Cullen fell into the bathtub when she was filling it up with water, and became wedged in the front of the tub. That's when she says she tried to unplug the drain, but the chain broke, causing her to be submerged in bathwater for more than 30 hours, according to the Chicago Sun-Times. Her daughter found her unconscious in the tub.
Cullen now claims that the tub was the "lousiest $12,000 I ever put out," reports the Chicago Sun-Times. She had installed the tub only days earlier.
She says she was in the hospital for four days and had to stay in a nursing home for an additional three months. Cullen sustained injuries to her skin from being in the water for so long, the Chicago Sun-Times reports.

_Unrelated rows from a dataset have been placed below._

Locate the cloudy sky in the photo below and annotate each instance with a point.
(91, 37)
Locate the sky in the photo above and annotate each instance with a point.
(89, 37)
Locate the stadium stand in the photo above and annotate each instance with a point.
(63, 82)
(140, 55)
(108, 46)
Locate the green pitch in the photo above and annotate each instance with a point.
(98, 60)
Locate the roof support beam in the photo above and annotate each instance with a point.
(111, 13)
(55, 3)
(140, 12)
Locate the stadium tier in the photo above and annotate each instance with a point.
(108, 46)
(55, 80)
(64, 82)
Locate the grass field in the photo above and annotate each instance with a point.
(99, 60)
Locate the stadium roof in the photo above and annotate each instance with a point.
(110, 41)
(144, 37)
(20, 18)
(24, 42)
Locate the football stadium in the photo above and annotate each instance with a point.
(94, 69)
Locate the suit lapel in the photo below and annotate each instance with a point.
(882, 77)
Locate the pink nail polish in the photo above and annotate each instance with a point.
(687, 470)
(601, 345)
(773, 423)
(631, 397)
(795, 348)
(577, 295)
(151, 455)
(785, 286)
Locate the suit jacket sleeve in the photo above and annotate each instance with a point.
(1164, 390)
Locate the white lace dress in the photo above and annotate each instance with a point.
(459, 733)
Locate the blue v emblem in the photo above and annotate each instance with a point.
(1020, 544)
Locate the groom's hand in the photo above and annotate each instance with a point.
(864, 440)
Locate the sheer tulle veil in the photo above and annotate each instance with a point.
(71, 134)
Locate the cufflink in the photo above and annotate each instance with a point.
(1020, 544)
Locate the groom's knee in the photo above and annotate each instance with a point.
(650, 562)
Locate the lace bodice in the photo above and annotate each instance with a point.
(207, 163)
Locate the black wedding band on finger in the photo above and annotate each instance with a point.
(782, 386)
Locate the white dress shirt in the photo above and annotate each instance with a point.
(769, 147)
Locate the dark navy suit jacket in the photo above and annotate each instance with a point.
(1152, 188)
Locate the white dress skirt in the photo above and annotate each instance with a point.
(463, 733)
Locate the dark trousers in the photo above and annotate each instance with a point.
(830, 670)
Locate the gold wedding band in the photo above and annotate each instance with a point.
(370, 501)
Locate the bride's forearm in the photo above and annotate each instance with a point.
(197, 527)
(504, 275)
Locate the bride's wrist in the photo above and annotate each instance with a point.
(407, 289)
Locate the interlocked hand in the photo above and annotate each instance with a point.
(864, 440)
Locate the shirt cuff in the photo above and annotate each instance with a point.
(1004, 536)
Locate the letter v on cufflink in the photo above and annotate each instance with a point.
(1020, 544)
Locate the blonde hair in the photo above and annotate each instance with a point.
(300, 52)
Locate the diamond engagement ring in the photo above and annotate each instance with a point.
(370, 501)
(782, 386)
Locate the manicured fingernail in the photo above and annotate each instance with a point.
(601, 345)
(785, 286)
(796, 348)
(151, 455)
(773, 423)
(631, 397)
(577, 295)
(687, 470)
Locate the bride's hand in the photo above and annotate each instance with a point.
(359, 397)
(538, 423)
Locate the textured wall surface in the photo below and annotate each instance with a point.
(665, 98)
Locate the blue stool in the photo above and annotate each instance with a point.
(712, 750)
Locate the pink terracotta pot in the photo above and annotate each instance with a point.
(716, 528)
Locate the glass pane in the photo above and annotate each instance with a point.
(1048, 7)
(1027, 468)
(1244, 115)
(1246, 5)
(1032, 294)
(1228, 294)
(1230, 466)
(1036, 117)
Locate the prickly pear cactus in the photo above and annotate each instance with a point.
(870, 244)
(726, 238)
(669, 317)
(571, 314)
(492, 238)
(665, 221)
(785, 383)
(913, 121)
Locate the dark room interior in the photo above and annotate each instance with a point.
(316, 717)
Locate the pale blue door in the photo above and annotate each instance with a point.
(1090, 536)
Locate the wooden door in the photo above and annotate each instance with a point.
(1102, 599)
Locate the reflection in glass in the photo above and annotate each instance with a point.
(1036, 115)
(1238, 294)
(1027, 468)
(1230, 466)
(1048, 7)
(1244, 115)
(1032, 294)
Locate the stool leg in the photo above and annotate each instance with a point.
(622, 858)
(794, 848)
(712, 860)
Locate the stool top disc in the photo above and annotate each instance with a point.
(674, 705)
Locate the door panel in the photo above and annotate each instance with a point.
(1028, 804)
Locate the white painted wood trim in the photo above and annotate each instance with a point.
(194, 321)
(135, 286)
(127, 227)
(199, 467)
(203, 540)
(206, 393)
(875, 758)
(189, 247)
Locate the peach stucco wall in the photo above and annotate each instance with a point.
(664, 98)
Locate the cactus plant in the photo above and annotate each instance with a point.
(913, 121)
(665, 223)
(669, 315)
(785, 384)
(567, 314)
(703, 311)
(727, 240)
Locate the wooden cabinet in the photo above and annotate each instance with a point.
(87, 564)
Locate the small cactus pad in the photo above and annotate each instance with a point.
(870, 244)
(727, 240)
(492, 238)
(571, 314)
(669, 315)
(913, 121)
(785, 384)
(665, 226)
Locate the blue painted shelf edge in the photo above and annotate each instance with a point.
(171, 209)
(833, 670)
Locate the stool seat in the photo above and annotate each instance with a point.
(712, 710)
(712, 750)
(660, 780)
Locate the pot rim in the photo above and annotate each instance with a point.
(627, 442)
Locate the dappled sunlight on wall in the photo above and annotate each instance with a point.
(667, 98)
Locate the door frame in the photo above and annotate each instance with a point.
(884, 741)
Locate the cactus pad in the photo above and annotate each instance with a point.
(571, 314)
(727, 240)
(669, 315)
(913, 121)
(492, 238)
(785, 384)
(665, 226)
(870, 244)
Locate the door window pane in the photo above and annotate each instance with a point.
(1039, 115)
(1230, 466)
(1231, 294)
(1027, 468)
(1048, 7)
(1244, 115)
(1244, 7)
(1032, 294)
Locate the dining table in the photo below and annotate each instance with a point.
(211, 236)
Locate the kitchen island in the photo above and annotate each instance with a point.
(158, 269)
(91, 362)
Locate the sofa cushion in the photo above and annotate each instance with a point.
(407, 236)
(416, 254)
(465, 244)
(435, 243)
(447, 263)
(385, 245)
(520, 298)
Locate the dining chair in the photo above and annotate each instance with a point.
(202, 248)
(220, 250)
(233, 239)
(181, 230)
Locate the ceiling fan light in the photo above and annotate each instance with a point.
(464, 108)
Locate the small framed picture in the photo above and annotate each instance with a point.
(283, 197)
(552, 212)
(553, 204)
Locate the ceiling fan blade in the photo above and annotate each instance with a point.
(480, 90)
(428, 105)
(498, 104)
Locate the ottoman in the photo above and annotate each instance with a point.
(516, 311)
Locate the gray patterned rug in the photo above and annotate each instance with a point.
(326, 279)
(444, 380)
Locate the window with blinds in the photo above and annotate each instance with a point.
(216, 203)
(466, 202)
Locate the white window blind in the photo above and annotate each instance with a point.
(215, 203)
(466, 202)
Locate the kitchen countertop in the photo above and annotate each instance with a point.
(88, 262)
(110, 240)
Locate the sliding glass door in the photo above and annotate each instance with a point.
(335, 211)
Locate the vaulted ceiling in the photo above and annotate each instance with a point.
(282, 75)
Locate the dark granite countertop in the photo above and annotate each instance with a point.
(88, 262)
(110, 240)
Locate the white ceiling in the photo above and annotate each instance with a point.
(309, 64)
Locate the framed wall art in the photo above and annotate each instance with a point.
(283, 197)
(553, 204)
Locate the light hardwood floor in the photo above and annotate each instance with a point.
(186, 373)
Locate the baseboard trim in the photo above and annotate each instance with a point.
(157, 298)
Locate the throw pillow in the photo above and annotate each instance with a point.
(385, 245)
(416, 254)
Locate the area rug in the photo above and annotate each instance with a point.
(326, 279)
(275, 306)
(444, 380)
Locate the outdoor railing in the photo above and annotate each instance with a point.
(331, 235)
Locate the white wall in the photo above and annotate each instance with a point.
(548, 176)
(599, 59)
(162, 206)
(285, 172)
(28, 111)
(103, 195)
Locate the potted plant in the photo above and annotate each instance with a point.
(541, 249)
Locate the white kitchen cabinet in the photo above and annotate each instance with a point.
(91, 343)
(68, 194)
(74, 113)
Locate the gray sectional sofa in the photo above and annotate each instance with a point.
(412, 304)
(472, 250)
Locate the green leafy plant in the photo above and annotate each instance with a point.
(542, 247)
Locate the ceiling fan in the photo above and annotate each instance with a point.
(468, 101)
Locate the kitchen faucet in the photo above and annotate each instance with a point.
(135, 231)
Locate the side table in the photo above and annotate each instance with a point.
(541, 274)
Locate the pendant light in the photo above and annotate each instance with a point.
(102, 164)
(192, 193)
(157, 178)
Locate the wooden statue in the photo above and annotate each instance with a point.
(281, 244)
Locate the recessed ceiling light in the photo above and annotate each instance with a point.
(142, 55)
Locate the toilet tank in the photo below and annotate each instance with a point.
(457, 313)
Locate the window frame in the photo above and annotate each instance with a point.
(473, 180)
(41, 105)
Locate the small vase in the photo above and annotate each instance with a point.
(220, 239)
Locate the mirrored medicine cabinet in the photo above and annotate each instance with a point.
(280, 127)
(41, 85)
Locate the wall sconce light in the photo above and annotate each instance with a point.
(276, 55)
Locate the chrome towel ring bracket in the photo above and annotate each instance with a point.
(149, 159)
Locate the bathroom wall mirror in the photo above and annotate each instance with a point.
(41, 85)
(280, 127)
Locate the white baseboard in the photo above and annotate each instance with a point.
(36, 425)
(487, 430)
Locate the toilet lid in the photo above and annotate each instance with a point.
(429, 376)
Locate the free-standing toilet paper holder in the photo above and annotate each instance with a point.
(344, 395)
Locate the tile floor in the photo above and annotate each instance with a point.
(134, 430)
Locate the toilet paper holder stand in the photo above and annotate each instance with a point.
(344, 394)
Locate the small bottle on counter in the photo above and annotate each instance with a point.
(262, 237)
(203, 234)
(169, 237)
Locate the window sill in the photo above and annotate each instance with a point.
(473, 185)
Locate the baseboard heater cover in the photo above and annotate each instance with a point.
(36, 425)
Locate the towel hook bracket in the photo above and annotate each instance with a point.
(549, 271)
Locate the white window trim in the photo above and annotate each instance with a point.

In products liability cases like Cullen's, liability can arise if the product was defectively designed or if there is a manufacturing defect.
Defective design cases focus on whether the product was inherently unsafe. To prove their case, plaintiffs generally have to come up with an alternative design that would have made the product safer. This alternative design, however, must be reasonably practical and cannot come with an astronomical price increase.
Defects in manufacturing, on the other hand, result not from the design plans of a product but in the manufacturing process itself. In these cases, the defective product deviates from the intended design as a result of the manufacturing process.
Whether Anna Cullen's case leans toward manufacturing or design defect will affect what she will need to prove in order to win her case. She is currently asking for more than $50,000 in damages the injuries she sustained from getting stuck in the bathtub, reports the Sun-Times.